Mais Kaluak et sa famille habitent très loin du centre de santé d’Old Fangak. Lui et sa femme Nyaruch ont dû dépenser l’équivalent d’un mois de salaire pour louer un bateau qui les a transportés, avec leurs quatre enfants et la sœur de Nyaruch, malade elle aussi, pour un périple de trois jours sur le Nil.
 
Lorsqu’ils sont arrivés à Old Fangak, ils ont découvert un spectacle effrayant. Des centaines et des centaines de personnes, malades et léthargiques, y étaient assemblées. Certaines d’entre elles étaient si maigres qu’elles dépérissaient à vue d’œil. Des familles, sans abri et sans travail attendaient dans ce petit village isolé de recevoir leur traitement quotidien. Elles dormaient à même le sol et priaient pour leur survie.

La mort était omniprésente dans ce minuscule village. Malgré un traitement dès son arrivée, la sœur de Nyaruch a succombé à la maladie peu après son admission. « Elle a reçu des injections et des transfusions, mais en vain, dit Nyaruch. Elle a continué à perdre son sang jusqu’à sa mort. »
 
Old Fangak en crise
Au cœur du centre de santé d’Old Fangak, le docteur Jill Seaman et son équipe d’aides locales travaillent jour et nuit pour sauver des vies. Mais avec les arrivées quotidiennes de plus en plus nombreuses, le docteur Jill sait qu’il y a trop de personnes qui ont besoin de traitement. La crise devient de plus en plus préoccupante.

« Il est clair que nous avons ici une épidémie de kala-azar. La situation est catastrophique. » dit Jill, experte internationale du kala-azar, originaire de l’Alaska, qui travaille au Sud-Soudan depuis 21 ans avec son OGN, Sudan Medical Relief.

« La clinique ici à Old Fangak devrait normalement accueillir entre 30 et 40 patients par jour, dit-elle. Mais actuellement, nous voyons entre 700 et 900 patients arriver chaque matin. Ils s’installent sous les arbres et attendent qu’on puisse les recevoir. »

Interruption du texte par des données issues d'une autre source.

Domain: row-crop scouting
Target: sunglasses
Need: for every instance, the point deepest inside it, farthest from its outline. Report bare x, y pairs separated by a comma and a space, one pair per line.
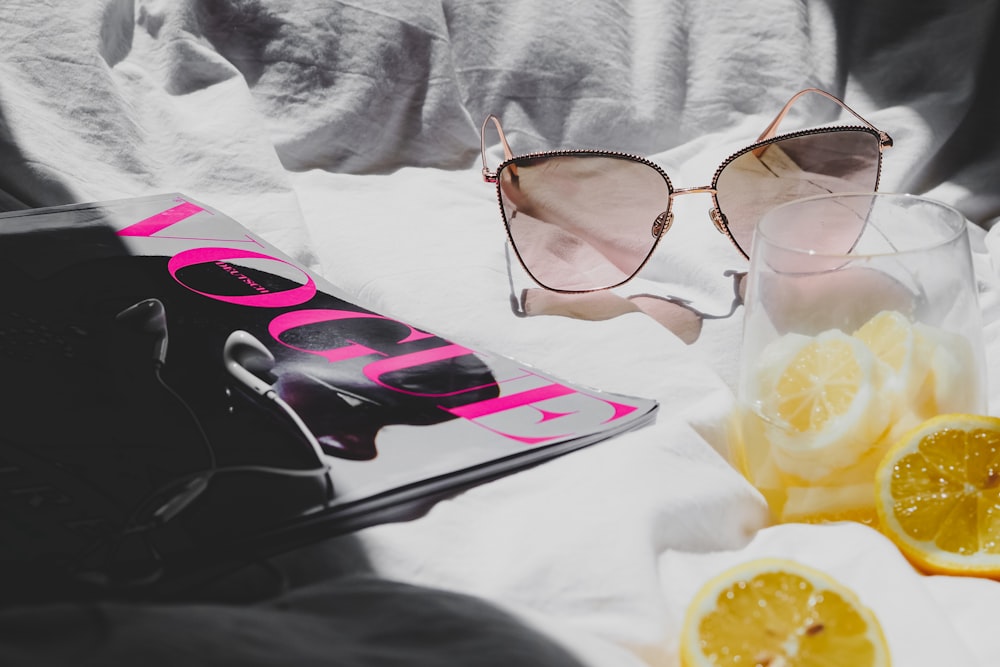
587, 220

Le docteur Jill sait mieux que quiconque combien le kala-azar peut être mortelle. En 1989, elle a été témoin d’une épidémie qui a décimé plus de la moitié de la population de la région où elle travaillait. « Il y a eu d’autres épidémies depuis, mais celle-ci est la plus meurtrière au Sud-Soudan depuis 20 ans, explique-t-elle. Et maintenant, l’épidémie se répand peu à peu à de nouvelles régions. »

Le docteur Jill savait qu’elle avait besoin d’aide rapidement. Elle a donc appelé Medair. « Je connais Medair depuis longtemps, dit-elle. Medair bénéficie d’une grande expérience dans les situations d’urgence, ce qui n’est pas souvent le cas des OGN. Elle peut réagir très rapidement. Une équipe est tout de suite venue à Old Fangak voir comment elle pouvait nous aider. »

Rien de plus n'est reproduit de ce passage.